„Wenn du in Berlin Russisch sprichst, musst du jetzt aufpassen, dass du keine auf die Fresse kriegst.“ Diese Drohung verbreitet sich derzeit vielfach in den sozialen Medien.
Auch wenn seit dem Ausbruch des russisch-ukrainischen Krieges die meisten Menschen mit russischem Pass hierzulande in der Regel unbehelligt bleiben, so deutet sich doch der Trend an, ihnen kein Gehör mehr zu schenken. Mütter berichten, dass ihre Kinder in der Schule Anfeindungen ausgesetzt sind, sie von Klassenaktivitäten ausgeschlossen werden, selbst wenn sie ein deutsches Elternteil haben und für den Krieg in der Ukraine rein gar nichts können.

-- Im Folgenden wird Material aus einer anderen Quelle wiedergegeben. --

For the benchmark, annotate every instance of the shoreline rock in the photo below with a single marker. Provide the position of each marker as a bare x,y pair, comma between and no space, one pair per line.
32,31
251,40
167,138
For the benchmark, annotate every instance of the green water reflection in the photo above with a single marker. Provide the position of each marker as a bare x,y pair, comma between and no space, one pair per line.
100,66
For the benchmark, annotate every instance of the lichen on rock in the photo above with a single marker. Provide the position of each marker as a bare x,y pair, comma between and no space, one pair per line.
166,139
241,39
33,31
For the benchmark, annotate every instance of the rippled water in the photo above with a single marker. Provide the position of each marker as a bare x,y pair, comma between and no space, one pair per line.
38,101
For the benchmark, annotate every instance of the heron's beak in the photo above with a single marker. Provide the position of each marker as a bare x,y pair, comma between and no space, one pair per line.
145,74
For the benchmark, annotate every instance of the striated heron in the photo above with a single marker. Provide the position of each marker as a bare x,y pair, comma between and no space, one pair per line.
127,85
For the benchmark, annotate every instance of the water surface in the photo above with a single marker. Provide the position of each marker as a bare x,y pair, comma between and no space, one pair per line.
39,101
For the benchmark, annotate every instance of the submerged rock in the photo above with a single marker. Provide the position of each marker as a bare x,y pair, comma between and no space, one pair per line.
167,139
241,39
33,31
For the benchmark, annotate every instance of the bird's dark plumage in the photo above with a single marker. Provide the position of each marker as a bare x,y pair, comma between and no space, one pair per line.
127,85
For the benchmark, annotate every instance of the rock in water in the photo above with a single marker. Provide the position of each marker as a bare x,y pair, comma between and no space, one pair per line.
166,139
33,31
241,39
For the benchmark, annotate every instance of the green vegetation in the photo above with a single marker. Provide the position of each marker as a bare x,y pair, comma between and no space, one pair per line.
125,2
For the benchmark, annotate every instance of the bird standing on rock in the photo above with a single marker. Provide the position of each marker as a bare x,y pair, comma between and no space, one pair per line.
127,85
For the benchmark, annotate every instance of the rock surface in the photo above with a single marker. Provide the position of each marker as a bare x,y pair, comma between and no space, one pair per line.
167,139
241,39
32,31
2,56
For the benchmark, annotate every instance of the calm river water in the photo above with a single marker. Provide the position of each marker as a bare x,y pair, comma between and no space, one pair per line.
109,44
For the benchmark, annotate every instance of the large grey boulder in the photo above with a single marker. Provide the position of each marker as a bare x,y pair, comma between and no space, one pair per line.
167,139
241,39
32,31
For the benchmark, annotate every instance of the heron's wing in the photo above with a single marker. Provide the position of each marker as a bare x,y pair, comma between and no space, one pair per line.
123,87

Nachrichten von eingeschlagenen oder beschmierten Fensterscheiben russischer Geschäfte kommen nicht nur aus Deutschland, auch in Frankreich, Spanien und anderswo wird gegen Russen mobil gemacht.
Das Leid der Menschen im Krieg in der Ukraine, der zweifellos von Russland ausgeht und Wladimir Putin persönlich anzulasten ist, bestimmt tagtäglich unsere Nachrichten. Irrationale Anfeindungen gegen alles Russische könnten auch die ukrainischen Flüchtlinge treffen, die Schutz verdienen. Etwa 30 bis 50 Prozent der Ukrainer sprechen auch heute noch Russisch trotz der vielen Bemühungen der verschiedenen Regierungen, die Sprache zu verdrängen.
Wie kann es sein, dass in einem demokratischen Land wie Deutschland, das seit Jahrzehnten jeder noch so kleinen Minderheit Schutz gewährt, nun russische Menschen, die hier als gute Nachbarn leben, Steuern zahlen und in der Regel die Gesetze achten, nun Angst davor haben müssen, für die Taten eines knapp 2000 Kilometer entfernten Regierungschefs in Haftung genommen werden?
Die Freiheitsrechte unserer Gesellschaft gelten auch für Russen.